さて、そもそも名前の役割って何だろうか?

①他人と識別する
②親など命名者との紳
③性別を判断する手がかり
④存在を証明する一部
⑤出生順序の手がかり
⑥出生年代推測の手がかり
⑦(名前の意味が)本人の人生の指標などが考えられる。

筆者の旧名は、残念ながら③に大きな支障を及ぼした。

 

3.昔は改名が当たり前?

歴史を見ると人生の節目で名前を変更していたことが分かる。

奈良時代以降、男子の成人を示す「元服」という儀式があった。髪型など「見た目」の変更だけでなく、幼名を廃して元服名を新たに付けられた。

また、ウィキペディアによると、徳川家康は、幼名「竹千代」→「松平元信(この時の通称は次郎三郎)」→「松平元康」→「徳川家康」へと年齢、時代の変遷とともに改名している。

これらを踏まえると、現代人は、出生時の名前を、成年以降の人生にも使用している、つまり「幼名」を生涯使用していると言えるのではないだろうか。

果たしてこれでよいのだろうか?

4. 成年時名前再登録制度の創設を提案

さて、人生80年と言われるなか、法律的には20歳で成年となる。

そもそも「成年」は、「法的には単独で法律行為ができる年齢、一般社会では、身体的、精神的に十分に成熟する年齢」であり、つまるところ「一人前」である。

ここで、提案したい。

その後の人生に自らの責任を負う観点から、成年以降の人生を展望した名前、新たな決意を示す名前、自らの存在感を示す名前などを検討し、成年に達したとき、原則として自らあらためて名前を届け出ることを提案したい。検討の結果、これまでの「幼名」を継続使用するのもよし、新たな名前とするのもよし。

全国的に行われる成人式はあくまでも儀式である。儀式だけでは成人への自覚が生まれにくい。生まれたとしても一過性になりがち。成年時名前再登録制度の最大の効果は、その後の人生をおのずと主体的に受け止め、自立を促し覚悟を決めることができると思う。

 

役所の業務は増えると思うが、それよりも、独り立ちしない若者の世話をすることを考えると、よりましだと思う。

恥ずかしながら筆者の場合、自分を見つめ、人生を振り返り、その後の人生を最も深く考えるきっかけは、50代になって定年退職という大きな人生の出来事を迎えたときである。

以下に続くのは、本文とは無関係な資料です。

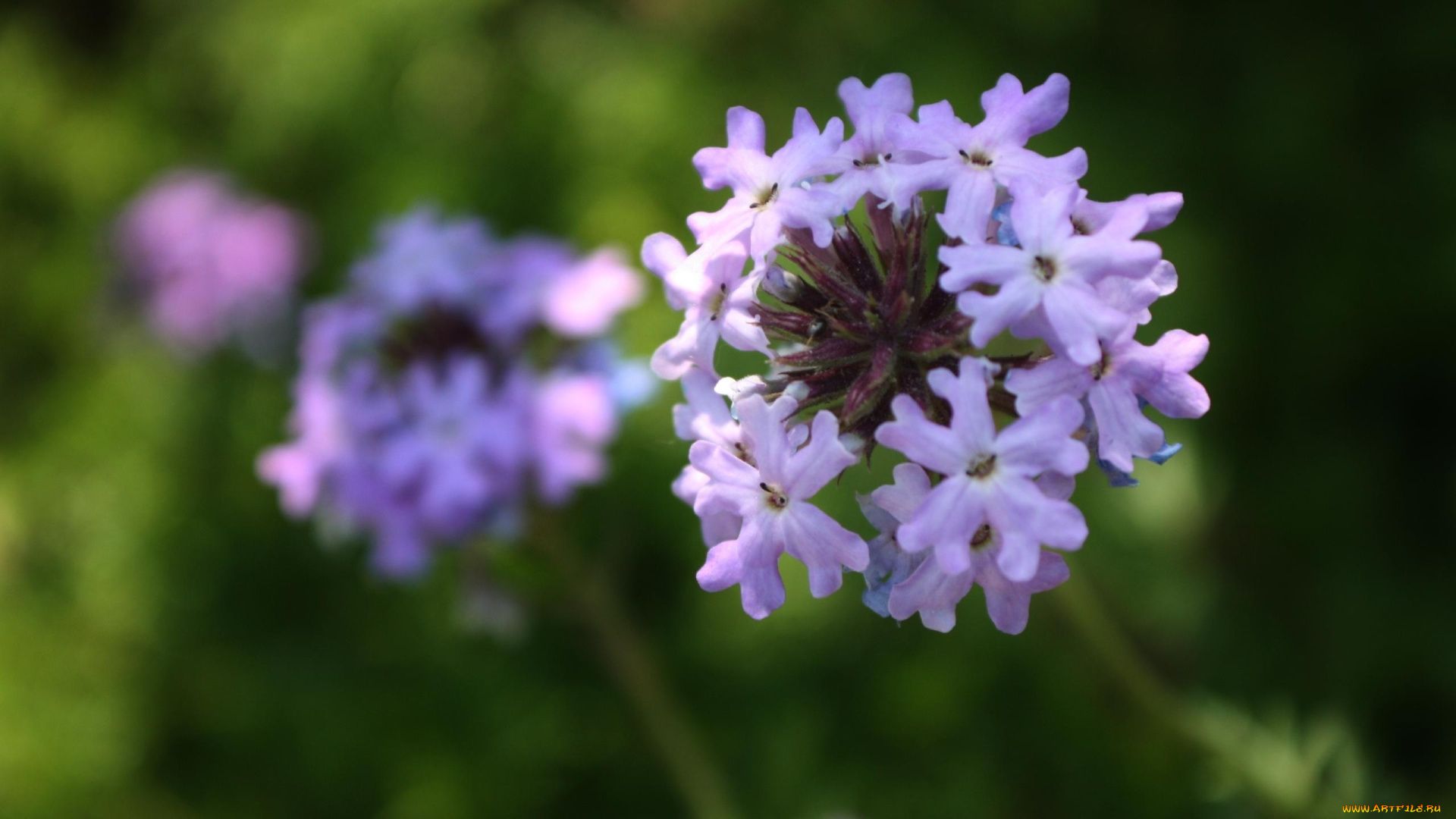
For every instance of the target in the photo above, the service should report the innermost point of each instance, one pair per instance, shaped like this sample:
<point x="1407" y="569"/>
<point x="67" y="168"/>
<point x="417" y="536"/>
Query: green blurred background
<point x="171" y="646"/>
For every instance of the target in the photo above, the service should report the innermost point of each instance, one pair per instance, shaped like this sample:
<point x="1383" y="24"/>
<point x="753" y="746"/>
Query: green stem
<point x="1177" y="713"/>
<point x="1122" y="661"/>
<point x="631" y="664"/>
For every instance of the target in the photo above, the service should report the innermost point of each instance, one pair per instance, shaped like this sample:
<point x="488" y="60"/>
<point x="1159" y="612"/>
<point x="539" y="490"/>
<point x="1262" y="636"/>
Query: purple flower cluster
<point x="875" y="341"/>
<point x="421" y="419"/>
<point x="209" y="261"/>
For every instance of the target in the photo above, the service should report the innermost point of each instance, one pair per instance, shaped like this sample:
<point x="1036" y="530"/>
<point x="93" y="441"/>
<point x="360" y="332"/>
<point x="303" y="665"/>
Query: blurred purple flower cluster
<point x="457" y="373"/>
<point x="209" y="261"/>
<point x="873" y="340"/>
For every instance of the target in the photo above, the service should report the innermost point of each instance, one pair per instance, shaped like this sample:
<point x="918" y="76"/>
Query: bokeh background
<point x="171" y="646"/>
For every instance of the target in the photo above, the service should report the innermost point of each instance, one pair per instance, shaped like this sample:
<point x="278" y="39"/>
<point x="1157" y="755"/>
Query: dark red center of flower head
<point x="977" y="158"/>
<point x="435" y="335"/>
<point x="982" y="537"/>
<point x="868" y="318"/>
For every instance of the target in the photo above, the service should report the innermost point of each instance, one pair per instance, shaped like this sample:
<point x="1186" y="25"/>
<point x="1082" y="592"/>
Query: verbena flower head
<point x="455" y="378"/>
<point x="209" y="261"/>
<point x="878" y="334"/>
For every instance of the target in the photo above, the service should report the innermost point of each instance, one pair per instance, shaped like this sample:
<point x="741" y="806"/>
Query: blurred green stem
<point x="1117" y="654"/>
<point x="1171" y="708"/>
<point x="631" y="662"/>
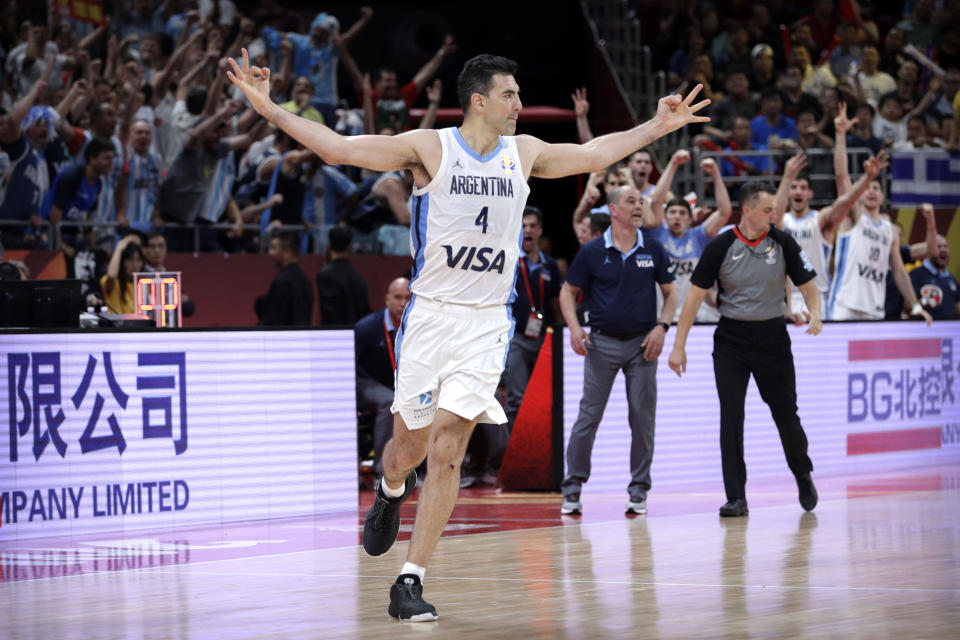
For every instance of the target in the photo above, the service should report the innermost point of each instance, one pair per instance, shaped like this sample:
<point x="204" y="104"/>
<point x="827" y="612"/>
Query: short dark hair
<point x="530" y="210"/>
<point x="340" y="238"/>
<point x="289" y="241"/>
<point x="477" y="74"/>
<point x="750" y="191"/>
<point x="196" y="99"/>
<point x="95" y="147"/>
<point x="599" y="222"/>
<point x="679" y="202"/>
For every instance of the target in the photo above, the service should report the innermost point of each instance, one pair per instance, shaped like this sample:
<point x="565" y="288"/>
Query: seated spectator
<point x="317" y="56"/>
<point x="916" y="136"/>
<point x="737" y="103"/>
<point x="742" y="140"/>
<point x="888" y="124"/>
<point x="289" y="301"/>
<point x="822" y="23"/>
<point x="815" y="78"/>
<point x="845" y="57"/>
<point x="891" y="54"/>
<point x="154" y="255"/>
<point x="919" y="29"/>
<point x="117" y="283"/>
<point x="341" y="290"/>
<point x="140" y="182"/>
<point x="375" y="337"/>
<point x="873" y="82"/>
<point x="762" y="77"/>
<point x="771" y="120"/>
<point x="673" y="228"/>
<point x="861" y="133"/>
<point x="795" y="99"/>
<point x="935" y="286"/>
<point x="75" y="192"/>
<point x="391" y="102"/>
<point x="23" y="183"/>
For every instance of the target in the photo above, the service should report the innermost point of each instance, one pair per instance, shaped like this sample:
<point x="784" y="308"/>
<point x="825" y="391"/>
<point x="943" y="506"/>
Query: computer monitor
<point x="40" y="303"/>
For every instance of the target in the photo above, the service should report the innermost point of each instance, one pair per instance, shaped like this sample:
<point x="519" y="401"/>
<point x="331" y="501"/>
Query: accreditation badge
<point x="534" y="324"/>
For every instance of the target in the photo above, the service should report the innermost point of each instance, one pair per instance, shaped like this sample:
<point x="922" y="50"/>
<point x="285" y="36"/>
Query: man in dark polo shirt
<point x="375" y="335"/>
<point x="620" y="271"/>
<point x="750" y="264"/>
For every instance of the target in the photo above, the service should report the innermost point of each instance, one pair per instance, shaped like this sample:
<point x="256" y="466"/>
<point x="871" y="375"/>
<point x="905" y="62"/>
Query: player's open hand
<point x="253" y="81"/>
<point x="674" y="112"/>
<point x="678" y="361"/>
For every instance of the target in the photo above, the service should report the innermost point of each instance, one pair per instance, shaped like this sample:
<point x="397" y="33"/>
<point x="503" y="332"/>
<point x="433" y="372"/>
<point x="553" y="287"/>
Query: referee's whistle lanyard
<point x="386" y="334"/>
<point x="526" y="283"/>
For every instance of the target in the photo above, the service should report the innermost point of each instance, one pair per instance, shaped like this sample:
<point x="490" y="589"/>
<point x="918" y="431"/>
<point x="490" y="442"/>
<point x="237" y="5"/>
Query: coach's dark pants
<point x="762" y="349"/>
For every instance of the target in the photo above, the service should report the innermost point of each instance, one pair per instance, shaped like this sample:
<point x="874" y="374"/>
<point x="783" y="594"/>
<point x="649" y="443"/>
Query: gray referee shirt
<point x="751" y="276"/>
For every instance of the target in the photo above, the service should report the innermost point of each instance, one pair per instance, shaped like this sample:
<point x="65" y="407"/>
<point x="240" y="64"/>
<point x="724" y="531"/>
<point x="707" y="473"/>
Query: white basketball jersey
<point x="806" y="231"/>
<point x="466" y="224"/>
<point x="862" y="257"/>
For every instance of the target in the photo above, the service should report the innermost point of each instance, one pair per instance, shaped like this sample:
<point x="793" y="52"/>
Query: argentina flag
<point x="928" y="175"/>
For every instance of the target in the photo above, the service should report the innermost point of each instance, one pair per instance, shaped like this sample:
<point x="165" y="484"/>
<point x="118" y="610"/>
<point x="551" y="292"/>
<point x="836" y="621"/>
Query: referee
<point x="750" y="263"/>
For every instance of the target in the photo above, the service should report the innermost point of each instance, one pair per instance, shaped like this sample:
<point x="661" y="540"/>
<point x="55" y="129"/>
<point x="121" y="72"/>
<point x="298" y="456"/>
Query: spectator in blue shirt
<point x="620" y="272"/>
<point x="771" y="120"/>
<point x="316" y="56"/>
<point x="936" y="287"/>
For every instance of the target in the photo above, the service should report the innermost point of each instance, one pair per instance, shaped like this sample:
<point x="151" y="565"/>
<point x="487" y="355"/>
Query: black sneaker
<point x="808" y="492"/>
<point x="406" y="600"/>
<point x="734" y="508"/>
<point x="382" y="526"/>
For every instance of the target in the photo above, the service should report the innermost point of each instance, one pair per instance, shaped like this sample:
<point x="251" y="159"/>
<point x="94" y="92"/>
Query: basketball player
<point x="470" y="192"/>
<point x="864" y="251"/>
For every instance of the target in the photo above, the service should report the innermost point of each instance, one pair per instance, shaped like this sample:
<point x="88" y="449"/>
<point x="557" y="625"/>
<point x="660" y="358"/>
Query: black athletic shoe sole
<point x="382" y="526"/>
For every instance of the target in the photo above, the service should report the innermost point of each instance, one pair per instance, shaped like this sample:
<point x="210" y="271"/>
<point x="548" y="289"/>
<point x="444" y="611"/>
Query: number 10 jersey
<point x="466" y="224"/>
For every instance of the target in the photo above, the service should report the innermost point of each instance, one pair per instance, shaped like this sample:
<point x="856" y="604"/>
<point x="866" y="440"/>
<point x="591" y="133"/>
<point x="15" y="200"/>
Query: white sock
<point x="409" y="567"/>
<point x="392" y="493"/>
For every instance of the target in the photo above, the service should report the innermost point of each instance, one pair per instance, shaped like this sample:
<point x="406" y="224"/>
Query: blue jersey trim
<point x="476" y="156"/>
<point x="418" y="231"/>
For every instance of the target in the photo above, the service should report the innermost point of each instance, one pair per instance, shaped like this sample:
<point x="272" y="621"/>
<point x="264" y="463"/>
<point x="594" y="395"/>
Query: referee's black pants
<point x="762" y="349"/>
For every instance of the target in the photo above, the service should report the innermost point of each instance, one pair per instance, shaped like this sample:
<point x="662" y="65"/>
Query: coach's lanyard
<point x="386" y="334"/>
<point x="526" y="282"/>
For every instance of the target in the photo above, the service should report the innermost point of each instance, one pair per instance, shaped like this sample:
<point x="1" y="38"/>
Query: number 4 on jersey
<point x="482" y="220"/>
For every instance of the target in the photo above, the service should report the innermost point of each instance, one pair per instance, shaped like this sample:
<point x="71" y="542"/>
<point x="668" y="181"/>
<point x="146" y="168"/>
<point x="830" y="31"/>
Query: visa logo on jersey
<point x="475" y="259"/>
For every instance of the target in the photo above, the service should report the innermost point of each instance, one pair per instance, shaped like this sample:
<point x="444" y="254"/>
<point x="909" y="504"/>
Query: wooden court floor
<point x="878" y="558"/>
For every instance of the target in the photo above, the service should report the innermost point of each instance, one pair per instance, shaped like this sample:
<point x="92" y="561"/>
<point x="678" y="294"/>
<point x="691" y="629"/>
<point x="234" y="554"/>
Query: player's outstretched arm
<point x="380" y="153"/>
<point x="558" y="160"/>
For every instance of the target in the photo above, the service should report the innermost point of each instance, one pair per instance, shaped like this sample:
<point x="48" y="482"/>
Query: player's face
<point x="629" y="211"/>
<point x="873" y="198"/>
<point x="398" y="295"/>
<point x="531" y="233"/>
<point x="800" y="194"/>
<point x="762" y="211"/>
<point x="941" y="257"/>
<point x="155" y="251"/>
<point x="678" y="219"/>
<point x="502" y="103"/>
<point x="141" y="137"/>
<point x="641" y="165"/>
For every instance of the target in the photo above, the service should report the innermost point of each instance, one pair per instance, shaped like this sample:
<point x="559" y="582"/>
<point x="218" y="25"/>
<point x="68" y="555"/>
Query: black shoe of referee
<point x="808" y="492"/>
<point x="382" y="526"/>
<point x="406" y="600"/>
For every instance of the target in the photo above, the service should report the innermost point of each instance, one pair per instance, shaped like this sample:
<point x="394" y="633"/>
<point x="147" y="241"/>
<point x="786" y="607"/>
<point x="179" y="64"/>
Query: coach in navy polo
<point x="620" y="272"/>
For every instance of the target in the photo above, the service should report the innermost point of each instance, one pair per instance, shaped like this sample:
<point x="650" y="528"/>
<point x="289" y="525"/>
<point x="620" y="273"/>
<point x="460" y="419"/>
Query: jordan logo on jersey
<point x="475" y="259"/>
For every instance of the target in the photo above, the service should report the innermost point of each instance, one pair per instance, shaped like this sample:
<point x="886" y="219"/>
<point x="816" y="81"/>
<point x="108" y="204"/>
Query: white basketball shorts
<point x="451" y="356"/>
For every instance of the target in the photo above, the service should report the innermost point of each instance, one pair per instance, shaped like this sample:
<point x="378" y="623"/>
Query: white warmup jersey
<point x="862" y="258"/>
<point x="466" y="225"/>
<point x="806" y="231"/>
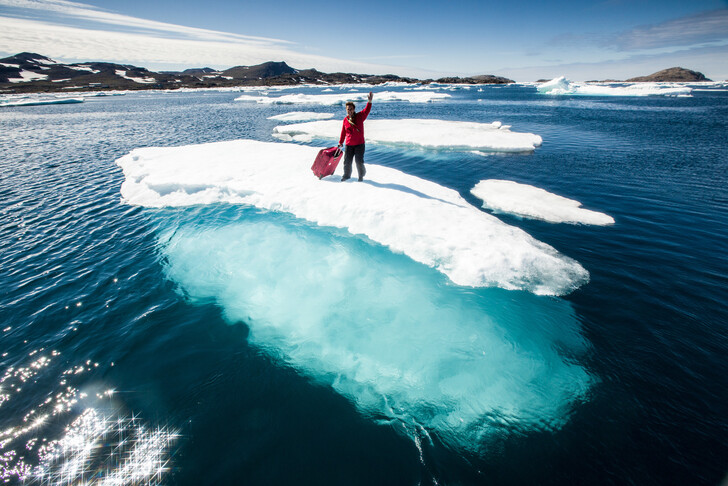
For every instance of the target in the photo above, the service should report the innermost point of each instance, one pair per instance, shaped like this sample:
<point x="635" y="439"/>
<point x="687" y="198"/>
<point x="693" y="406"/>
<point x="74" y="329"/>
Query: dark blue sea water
<point x="110" y="371"/>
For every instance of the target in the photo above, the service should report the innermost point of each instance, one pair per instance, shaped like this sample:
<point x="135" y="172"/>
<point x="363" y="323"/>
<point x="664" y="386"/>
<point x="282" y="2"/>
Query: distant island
<point x="28" y="72"/>
<point x="670" y="75"/>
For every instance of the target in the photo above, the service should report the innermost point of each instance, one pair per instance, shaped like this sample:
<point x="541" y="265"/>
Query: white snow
<point x="426" y="133"/>
<point x="562" y="86"/>
<point x="28" y="76"/>
<point x="85" y="68"/>
<point x="340" y="99"/>
<point x="535" y="203"/>
<point x="147" y="80"/>
<point x="429" y="223"/>
<point x="301" y="116"/>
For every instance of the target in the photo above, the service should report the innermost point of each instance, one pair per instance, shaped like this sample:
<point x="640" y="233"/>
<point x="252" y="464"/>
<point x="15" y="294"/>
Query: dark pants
<point x="354" y="151"/>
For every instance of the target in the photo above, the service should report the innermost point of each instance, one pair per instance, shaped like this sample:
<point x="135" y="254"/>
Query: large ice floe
<point x="38" y="101"/>
<point x="535" y="203"/>
<point x="562" y="86"/>
<point x="341" y="98"/>
<point x="425" y="133"/>
<point x="298" y="116"/>
<point x="429" y="223"/>
<point x="468" y="365"/>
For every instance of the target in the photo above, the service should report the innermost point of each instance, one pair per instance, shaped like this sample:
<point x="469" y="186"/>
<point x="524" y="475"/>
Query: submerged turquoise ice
<point x="395" y="337"/>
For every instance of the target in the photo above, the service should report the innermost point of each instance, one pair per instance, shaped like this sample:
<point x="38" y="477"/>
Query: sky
<point x="523" y="40"/>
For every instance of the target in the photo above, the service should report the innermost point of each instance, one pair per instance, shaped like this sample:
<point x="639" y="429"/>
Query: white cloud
<point x="151" y="44"/>
<point x="686" y="31"/>
<point x="79" y="11"/>
<point x="72" y="43"/>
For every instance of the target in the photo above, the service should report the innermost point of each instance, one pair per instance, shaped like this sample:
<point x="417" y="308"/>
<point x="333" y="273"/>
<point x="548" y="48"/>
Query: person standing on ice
<point x="353" y="134"/>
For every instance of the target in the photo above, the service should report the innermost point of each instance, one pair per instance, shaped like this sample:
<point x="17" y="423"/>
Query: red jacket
<point x="354" y="134"/>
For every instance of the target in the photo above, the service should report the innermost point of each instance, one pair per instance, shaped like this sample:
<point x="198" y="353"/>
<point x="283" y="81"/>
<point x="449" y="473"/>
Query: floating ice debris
<point x="532" y="202"/>
<point x="429" y="223"/>
<point x="301" y="116"/>
<point x="340" y="99"/>
<point x="562" y="86"/>
<point x="38" y="101"/>
<point x="383" y="331"/>
<point x="436" y="134"/>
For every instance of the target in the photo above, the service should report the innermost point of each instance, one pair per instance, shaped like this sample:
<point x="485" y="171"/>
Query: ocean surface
<point x="220" y="343"/>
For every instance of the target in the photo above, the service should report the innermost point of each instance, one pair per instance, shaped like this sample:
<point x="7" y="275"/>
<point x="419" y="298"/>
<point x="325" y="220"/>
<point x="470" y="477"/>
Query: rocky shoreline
<point x="33" y="73"/>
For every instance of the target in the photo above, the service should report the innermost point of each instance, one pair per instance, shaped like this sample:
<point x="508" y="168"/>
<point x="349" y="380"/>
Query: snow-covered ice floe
<point x="39" y="101"/>
<point x="425" y="133"/>
<point x="341" y="98"/>
<point x="297" y="116"/>
<point x="429" y="223"/>
<point x="535" y="203"/>
<point x="562" y="86"/>
<point x="147" y="80"/>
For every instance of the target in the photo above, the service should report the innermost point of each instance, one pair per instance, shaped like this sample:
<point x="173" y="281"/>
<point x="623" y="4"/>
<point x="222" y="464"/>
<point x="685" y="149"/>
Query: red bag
<point x="326" y="162"/>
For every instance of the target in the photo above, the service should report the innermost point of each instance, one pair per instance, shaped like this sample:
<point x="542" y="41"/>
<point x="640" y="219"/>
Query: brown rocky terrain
<point x="31" y="73"/>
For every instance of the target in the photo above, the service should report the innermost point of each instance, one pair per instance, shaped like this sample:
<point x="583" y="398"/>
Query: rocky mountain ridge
<point x="29" y="72"/>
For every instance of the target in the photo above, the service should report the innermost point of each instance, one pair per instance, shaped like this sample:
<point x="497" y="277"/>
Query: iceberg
<point x="562" y="86"/>
<point x="429" y="223"/>
<point x="301" y="116"/>
<point x="36" y="101"/>
<point x="147" y="80"/>
<point x="532" y="202"/>
<point x="422" y="133"/>
<point x="341" y="98"/>
<point x="384" y="332"/>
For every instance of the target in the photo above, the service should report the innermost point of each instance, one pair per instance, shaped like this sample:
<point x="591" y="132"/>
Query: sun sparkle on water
<point x="100" y="446"/>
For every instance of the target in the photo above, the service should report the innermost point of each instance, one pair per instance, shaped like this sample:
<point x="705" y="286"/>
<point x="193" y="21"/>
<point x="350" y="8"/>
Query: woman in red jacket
<point x="353" y="133"/>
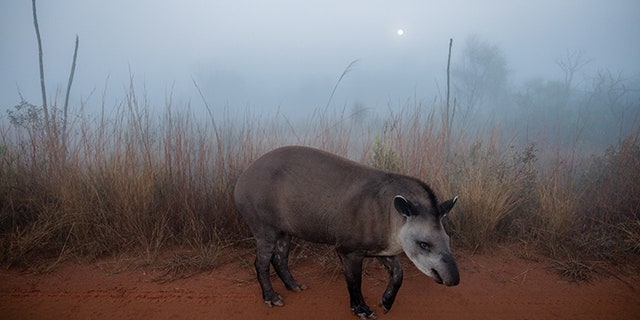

これを成年に達したとき自分の人生を考えていれば、人生への取り組み姿勢が違っていたかも知れない。

5.さいごに

改名は、現実的に多くの時間と労力を必要とする。

戸籍・住民票、運転免許証、不動産、自動車、預金通帳、電気・ガス・水道などの多くの氏名変更手続きをしなければならない。

しかし、これからは、誰からも「ご自分の名前を書いて下さい」と言われないだろう。

痴ほう症のため施設に入居している母親に対し、これまでたっぷりと旧名を使わせてもらい感謝している。

漢字「久美」とカタカナ読みの「ヒサミ」は関連性があり、これまでの事情も考慮すると改名は許してくれるだろう。

これからの人生を新名とともに新たな気持ちで進みたい。